Start both services:
bunx fit-rc start
The tunnel publishes a fresh trycloudflare.com hostname
on every restart. Read it from the tunnel log:
grep trycloudflare.com data/logs/ghtunnel/current
Configure the App webhook
In the App settings
(github.com/organizations/<org>/settings/apps/<app>):
- Under Webhook, check Active.
-
Set Webhook URL to
https://<tunnel-domain>/api/webhook. -
Set Secret to a shared value and save the same
value as
SERVICE_GHBRIDGE_APP_WEBHOOK_SECRETin.env. - Under Permissions & events → Subscribe to events, check Discussions and Discussion comments.
- Save changes.
Set SERVICE_GHBRIDGE_CALLBACK_BASE_URL in
.env to the tunnel domain (no trailing path), then pick
up the change without recycling the tunnel:
bunx fit-rc restart ghbridge
The tunnel hostname survives bridge restarts because the tunnel is a separate service that restarts independently.
Verify
Open a new GitHub Discussion in the configured repository. The bridge:
-
Verifies the
X-Hub-Signature-256header against the webhook secret. -
Loads or creates a
DiscussionContextrecord keyed bygithub-discussions:<node_id>and persists it todata/bridges/discussions.jsonlvia the sharedservices/bridgegRPC service. -
Hands the dispatch to
libbridge'sDispatcher, which registers a callback token, fireskata-dispatch.ymlviaworkflow_dispatch, appends the user text to history, and flushes the store. -
Adds an "EYES" reaction to the message that prompted the
dispatch (the new discussion node, or a new comment node on
follow-ups) via the
addReactionGraphQL mutation — held for the duration of the workflow run.

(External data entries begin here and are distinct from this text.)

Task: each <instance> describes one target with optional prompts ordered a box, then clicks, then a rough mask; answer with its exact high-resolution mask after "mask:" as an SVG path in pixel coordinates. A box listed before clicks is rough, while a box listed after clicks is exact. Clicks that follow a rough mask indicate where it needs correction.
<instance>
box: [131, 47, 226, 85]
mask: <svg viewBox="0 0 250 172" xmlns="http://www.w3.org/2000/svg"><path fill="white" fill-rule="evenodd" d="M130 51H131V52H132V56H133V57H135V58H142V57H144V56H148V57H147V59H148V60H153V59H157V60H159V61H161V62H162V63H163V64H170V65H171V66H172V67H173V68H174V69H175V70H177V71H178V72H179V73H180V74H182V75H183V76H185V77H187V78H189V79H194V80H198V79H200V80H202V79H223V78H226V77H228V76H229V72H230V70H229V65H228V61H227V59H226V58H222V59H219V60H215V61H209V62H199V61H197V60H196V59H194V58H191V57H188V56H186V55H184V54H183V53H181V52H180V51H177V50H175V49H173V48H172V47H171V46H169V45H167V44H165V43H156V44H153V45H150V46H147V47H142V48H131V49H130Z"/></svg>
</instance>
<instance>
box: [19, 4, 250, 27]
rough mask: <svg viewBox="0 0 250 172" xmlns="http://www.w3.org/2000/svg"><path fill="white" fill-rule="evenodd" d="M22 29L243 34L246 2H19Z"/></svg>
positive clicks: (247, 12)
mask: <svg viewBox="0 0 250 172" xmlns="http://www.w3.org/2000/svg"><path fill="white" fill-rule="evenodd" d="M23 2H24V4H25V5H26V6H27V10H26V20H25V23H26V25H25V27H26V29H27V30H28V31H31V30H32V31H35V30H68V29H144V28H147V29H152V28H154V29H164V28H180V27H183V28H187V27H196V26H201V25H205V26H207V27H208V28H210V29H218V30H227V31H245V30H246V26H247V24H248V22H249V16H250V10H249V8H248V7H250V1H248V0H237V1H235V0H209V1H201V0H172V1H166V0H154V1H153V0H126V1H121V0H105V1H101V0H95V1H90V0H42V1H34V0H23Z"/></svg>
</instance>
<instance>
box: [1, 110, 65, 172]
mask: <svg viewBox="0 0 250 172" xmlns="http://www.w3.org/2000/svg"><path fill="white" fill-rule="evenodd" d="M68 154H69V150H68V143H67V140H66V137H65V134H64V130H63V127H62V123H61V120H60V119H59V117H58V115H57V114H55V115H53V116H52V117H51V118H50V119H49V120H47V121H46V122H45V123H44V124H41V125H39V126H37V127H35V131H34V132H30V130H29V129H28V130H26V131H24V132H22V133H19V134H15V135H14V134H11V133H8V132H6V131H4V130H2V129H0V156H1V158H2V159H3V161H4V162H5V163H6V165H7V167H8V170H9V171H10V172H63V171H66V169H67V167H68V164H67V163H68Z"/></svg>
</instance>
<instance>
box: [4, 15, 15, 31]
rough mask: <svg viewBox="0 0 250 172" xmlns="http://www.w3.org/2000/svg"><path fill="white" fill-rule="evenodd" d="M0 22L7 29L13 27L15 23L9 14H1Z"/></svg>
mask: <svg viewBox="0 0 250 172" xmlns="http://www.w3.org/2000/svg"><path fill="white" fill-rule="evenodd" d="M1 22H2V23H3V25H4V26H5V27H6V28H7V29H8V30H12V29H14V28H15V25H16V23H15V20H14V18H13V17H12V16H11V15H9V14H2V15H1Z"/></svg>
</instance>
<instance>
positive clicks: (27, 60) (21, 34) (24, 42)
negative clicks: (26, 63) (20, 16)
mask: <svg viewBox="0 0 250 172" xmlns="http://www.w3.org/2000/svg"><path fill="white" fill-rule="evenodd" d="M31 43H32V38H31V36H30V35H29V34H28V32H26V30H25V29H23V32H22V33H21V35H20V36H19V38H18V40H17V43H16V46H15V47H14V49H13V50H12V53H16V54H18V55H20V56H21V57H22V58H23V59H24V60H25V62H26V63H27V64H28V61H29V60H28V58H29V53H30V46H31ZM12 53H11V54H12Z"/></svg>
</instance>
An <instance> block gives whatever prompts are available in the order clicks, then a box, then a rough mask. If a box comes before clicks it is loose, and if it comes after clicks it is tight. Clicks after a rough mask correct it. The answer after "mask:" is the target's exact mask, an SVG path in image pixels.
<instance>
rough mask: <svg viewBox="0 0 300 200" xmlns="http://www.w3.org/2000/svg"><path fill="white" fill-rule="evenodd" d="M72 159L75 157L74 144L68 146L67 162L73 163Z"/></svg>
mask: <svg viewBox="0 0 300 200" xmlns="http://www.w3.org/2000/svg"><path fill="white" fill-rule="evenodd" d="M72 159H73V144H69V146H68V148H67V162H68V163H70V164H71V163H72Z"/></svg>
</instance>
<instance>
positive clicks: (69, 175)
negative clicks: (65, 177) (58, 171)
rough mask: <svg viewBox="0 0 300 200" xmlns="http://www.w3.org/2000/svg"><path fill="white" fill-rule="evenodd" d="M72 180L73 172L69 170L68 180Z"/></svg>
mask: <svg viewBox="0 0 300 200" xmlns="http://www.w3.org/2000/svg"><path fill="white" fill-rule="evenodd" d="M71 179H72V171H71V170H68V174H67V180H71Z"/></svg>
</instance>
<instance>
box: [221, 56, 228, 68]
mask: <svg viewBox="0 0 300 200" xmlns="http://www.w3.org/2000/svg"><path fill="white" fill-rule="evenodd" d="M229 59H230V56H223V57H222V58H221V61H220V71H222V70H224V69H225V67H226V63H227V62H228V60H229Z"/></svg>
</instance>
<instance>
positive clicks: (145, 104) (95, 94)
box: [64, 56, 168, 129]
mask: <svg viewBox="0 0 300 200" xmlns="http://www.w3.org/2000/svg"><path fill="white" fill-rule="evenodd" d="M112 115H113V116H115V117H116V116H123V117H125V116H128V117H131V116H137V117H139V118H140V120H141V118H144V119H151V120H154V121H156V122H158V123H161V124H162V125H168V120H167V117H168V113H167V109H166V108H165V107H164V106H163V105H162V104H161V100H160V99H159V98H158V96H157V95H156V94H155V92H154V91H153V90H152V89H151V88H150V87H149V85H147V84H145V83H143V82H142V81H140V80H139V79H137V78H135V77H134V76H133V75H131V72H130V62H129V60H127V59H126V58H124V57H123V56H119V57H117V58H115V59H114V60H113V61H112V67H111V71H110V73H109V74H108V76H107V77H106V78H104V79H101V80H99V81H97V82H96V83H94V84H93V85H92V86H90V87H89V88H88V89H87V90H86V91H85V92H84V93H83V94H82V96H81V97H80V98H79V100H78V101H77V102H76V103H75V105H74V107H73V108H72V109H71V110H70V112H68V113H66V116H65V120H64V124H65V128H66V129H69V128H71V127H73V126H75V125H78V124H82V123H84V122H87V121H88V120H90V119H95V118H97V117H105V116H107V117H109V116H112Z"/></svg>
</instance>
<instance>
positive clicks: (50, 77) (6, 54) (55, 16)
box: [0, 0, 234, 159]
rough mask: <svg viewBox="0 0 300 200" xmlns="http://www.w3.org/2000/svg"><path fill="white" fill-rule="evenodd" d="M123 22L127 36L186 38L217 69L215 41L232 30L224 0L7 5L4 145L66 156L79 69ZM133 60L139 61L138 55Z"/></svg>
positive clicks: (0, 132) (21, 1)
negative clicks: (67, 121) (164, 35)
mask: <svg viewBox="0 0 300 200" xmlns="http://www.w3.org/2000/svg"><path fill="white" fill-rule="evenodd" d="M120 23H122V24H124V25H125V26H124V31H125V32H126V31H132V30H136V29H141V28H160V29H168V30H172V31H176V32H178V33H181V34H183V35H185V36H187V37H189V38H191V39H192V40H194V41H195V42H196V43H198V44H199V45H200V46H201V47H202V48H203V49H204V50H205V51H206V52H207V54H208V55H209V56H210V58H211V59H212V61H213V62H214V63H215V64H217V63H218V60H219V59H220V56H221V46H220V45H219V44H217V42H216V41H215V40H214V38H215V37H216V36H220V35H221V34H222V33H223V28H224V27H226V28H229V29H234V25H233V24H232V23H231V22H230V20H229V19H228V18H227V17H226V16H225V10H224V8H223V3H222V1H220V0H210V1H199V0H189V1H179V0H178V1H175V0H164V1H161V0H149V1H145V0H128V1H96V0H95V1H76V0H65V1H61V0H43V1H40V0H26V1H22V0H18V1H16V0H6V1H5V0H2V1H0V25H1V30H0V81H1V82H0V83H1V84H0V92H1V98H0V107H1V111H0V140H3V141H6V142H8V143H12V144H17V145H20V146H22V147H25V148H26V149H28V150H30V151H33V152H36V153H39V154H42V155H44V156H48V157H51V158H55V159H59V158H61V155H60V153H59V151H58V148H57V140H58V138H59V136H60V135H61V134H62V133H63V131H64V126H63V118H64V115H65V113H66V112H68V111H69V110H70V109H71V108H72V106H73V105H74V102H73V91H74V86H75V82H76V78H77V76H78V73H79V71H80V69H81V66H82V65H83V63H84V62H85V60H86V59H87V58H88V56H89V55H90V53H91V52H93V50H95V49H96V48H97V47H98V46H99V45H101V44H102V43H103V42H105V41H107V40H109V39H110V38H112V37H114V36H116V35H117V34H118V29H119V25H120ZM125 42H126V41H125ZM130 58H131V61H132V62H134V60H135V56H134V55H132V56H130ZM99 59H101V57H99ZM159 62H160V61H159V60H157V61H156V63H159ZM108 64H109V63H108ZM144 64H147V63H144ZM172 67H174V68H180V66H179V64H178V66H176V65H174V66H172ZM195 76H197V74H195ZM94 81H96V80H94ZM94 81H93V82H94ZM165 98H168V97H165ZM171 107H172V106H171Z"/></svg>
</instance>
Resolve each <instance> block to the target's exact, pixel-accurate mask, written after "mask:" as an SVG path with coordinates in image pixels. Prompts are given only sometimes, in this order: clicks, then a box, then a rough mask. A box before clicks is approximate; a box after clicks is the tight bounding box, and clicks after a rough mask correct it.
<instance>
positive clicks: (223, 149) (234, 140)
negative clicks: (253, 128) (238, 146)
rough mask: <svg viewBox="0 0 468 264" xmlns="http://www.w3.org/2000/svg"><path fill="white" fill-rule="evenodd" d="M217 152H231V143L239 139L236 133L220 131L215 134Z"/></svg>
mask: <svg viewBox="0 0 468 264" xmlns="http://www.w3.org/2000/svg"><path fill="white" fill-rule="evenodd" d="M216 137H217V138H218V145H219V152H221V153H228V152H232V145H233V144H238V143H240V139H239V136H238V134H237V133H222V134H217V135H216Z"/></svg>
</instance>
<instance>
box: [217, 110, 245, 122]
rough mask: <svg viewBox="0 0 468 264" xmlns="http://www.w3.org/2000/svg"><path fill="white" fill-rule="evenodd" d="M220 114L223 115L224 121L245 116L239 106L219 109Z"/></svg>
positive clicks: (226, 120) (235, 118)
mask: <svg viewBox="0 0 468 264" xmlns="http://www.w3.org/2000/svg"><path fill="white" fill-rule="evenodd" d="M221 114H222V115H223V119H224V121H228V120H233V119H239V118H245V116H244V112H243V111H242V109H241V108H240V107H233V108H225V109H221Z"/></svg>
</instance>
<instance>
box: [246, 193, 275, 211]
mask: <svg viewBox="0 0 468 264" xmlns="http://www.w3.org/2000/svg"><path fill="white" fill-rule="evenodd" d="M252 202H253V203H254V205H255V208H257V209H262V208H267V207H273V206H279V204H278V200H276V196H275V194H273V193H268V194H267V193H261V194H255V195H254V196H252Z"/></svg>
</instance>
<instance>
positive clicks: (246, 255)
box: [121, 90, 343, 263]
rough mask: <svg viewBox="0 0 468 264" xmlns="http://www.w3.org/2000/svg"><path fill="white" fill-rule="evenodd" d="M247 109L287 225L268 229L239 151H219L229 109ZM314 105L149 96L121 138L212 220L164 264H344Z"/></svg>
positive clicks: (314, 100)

When the workflow finishes, the bridge consumes the callback. For
every verdict it posts each reply in
payload.replies as a threaded comment via
addDiscussionComment, appends those replies to history,
and removes the "EYES" reaction via
removeReaction. The verdict then decides what happens
next:
| Verdict | Effect |
|---|---|
adjourned |
ResumeScheduler.cancelRecess(...) clears any open
RFC and elapsed timer for this correlation id.
|
recessed |
ResumeScheduler.enterRecess(...) persists the
trigger on open_rfcs[correlation_id] and arms an
elapsed timer if the trigger has an elapsed component. The
bridge re-dispatches with resume_context when the
trigger fires.
|
failed |
ResumeScheduler.cancelRecess(...) clears state
and payload.summary is posted as an additional
standalone comment on the thread. No re-dispatch.
|
You have reached the outcome of this guide when:
- A new discussion in the configured repository receives an "EYES" reaction within seconds of being posted, and the reaction disappears once the workflow callback arrives.
-
The Actions tab on the repository shows a fresh
kata-dispatch.ymlrun triggered by the bridge dispatch. -
When the workflow returns an
adjournedverdict, everyreplyin the callback payload appears as a threaded comment on the discussion. -
A follow-up comment on the same thread either fires a trigger (if
an RFC is in
recessedstate and the trigger condition is met) or accumulates into the history without spawning a parallel workflow run.
If webhook delivery fails, confirm the App webhook log in the App
settings shows successful deliveries; a
401 Invalid signature response from the bridge usually
means the webhook secret in .env and in the App
settings have drifted. If you are on a corporate VPN with tenant
restrictions, outbound calls to api.github.com may be
blocked; disconnect or allowlist the endpoint.